Researchers are stunned by what they found when trying to examine the ocean floor beneath a huge ice shelf.

When it comes to mystery and wonder, the depths of Earth’s oceans are often compared to space.
More than 80 per cent of the vast, underwater realm beneath us remains unmapped, unobserved and unexplored, according to the United States National Ocean Service.
But British scientists have added the latest titbit to our knowledge with the accidental discovery of a strange creature deep beneath Antarctica’s ice shelves.
The discovery of life highlights the extreme resilience of such lifeforms. Source: BAS
While setting out to conduct an exploratory survey on the Filchner-Ronne Ice Shelf, situated on the South Eastern Weddell Sea, a team of polar scientists with the British Antarctic Survey happened to examine a boulder on the sea floor which, to their shock, was hosting life.
The team used a GoPro camera attached to the end of a long instrument which they lowered down a hole drilled through the ice shelf to reach the ocean floor. When they watched the footage they were stunned to see sponge-like animals and potentially several previously unknown species attached to a boulder.
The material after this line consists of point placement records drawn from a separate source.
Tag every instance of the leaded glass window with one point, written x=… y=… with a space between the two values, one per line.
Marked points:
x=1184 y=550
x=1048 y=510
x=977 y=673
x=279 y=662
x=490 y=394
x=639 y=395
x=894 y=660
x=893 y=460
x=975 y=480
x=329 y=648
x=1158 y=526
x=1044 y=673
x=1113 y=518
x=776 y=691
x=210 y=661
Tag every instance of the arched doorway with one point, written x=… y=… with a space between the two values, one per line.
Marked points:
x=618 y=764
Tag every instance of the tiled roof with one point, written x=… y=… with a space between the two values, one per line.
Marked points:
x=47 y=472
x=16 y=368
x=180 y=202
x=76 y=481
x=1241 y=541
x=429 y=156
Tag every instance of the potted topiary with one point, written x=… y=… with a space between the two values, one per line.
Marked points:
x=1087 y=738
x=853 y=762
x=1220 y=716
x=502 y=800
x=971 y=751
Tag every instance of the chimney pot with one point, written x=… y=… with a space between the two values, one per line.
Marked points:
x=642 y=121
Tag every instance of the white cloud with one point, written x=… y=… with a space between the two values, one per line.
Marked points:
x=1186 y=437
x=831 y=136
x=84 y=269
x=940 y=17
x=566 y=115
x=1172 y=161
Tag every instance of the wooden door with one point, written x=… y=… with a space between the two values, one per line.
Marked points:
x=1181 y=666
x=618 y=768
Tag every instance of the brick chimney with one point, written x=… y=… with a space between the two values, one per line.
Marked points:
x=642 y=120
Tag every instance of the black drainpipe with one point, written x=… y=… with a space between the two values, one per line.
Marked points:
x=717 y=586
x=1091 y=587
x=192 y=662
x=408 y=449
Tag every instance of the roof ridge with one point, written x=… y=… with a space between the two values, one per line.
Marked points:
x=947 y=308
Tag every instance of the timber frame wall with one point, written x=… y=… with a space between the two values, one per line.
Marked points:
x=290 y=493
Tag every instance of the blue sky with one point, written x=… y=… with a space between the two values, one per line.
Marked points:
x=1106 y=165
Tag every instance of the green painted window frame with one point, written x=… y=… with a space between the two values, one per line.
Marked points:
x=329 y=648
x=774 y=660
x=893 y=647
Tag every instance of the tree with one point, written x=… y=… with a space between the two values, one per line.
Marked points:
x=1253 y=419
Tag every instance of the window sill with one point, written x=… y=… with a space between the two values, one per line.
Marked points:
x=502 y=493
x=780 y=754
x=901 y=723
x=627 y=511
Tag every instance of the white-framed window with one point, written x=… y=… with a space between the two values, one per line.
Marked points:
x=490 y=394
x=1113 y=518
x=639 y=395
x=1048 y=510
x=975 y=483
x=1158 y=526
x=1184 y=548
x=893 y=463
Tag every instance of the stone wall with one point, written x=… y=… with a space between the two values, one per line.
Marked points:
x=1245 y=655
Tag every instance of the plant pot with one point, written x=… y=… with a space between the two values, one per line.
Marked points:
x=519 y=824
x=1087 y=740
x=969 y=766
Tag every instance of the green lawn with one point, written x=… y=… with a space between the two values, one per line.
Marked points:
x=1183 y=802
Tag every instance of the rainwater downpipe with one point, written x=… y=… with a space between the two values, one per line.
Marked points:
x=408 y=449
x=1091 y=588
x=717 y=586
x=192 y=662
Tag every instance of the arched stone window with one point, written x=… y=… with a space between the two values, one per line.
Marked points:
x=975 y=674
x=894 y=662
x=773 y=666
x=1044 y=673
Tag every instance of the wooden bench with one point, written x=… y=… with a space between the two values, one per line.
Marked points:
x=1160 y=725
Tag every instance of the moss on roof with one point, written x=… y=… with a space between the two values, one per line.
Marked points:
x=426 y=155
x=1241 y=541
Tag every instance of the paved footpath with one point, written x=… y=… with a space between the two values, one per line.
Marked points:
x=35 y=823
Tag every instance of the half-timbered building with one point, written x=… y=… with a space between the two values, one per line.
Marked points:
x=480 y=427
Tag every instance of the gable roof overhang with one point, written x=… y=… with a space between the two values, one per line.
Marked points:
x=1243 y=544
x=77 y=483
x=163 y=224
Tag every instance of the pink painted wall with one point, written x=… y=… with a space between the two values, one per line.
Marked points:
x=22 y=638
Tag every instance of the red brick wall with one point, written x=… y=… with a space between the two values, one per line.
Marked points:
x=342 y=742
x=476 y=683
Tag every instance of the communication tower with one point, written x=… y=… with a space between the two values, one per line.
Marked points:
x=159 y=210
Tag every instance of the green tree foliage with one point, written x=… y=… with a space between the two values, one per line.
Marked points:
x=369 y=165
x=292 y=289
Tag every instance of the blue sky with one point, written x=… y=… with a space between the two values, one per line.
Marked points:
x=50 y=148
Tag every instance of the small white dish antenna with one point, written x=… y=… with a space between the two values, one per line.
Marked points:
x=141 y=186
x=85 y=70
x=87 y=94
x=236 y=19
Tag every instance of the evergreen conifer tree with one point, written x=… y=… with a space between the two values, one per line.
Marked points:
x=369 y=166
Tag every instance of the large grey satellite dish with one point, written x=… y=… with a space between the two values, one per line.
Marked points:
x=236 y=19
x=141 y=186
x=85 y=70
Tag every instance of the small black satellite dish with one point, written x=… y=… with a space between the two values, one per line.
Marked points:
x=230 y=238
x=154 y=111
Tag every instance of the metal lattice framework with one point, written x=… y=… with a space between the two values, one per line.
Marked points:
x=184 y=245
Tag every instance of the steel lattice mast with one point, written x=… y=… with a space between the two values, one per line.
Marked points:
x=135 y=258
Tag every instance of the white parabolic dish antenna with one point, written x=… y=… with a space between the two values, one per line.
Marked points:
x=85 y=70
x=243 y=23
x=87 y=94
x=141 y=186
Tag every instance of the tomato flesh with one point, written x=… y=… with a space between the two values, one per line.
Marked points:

“Under complete darkness and with temperatures of -2.2 degrees, very few animals have ever been observed in these conditions,” scientists said.
The discovery came 260 kilometres from the first glimpse of daylight that is, the nearest edge of the shelf where the ice ends and the open ocean begins.
Researchers were stunned to find a boulder at that depth, let alone the mysterious life on top of it. Source: BAS
The researchers found a number of sponge-like creatures that filter feed their food from the water column. Source: BAS
Biogeographer Dr Huw Griffiths, of the British Antarctic Survey, said the discovery meant scientists can reimagine the possibilities of such lifeforms in hard-to-reach places, where there is ostensibly little access to food.
This discovery is one of those fortunate accidents that pushes ideas in a different direction, and shows us that Antarctic marine life is incredibly special and amazingly adapted to a frozen world, he said in a statement.
The researchers have no idea what species the creatures they spotted are, or how they are surviving down there.
Our discovery raises so many more questions than it answers,” Dr Griffiths said.
“Such as how did they get there? What are they eating? How long have they been there? How common are these boulders covered in life? Are these the same species as we see outside the ice shelf or are they new species? And what would happen to these communities if the ice shelf collapsed?
Many months after the initial work, the findings were published this week in the journal, Frontiers in Marine Science.
“New observations from two boreholes in the Filchner-Ronne Ice Shelf challenge the idea that sessile organisms reduce in prevalence the further under the ice you go,” the paper asserts.
“The discovery of an established community consisting of only sessile, probably filter feeding, organisms (sponges and other taxa) on a boulder 260km from the ice front raises significant questions, especially when the local currents suggest that this community is somewhere between 625km and 1500km in the direction of water flow from the nearest region of photosynthesis.”
The team of researchers said the scientific community would have to come up with new and innovative ways to study these lifeforms but noted that with worsening climate change and the potential collapse of these ice shelves, time was of the essence.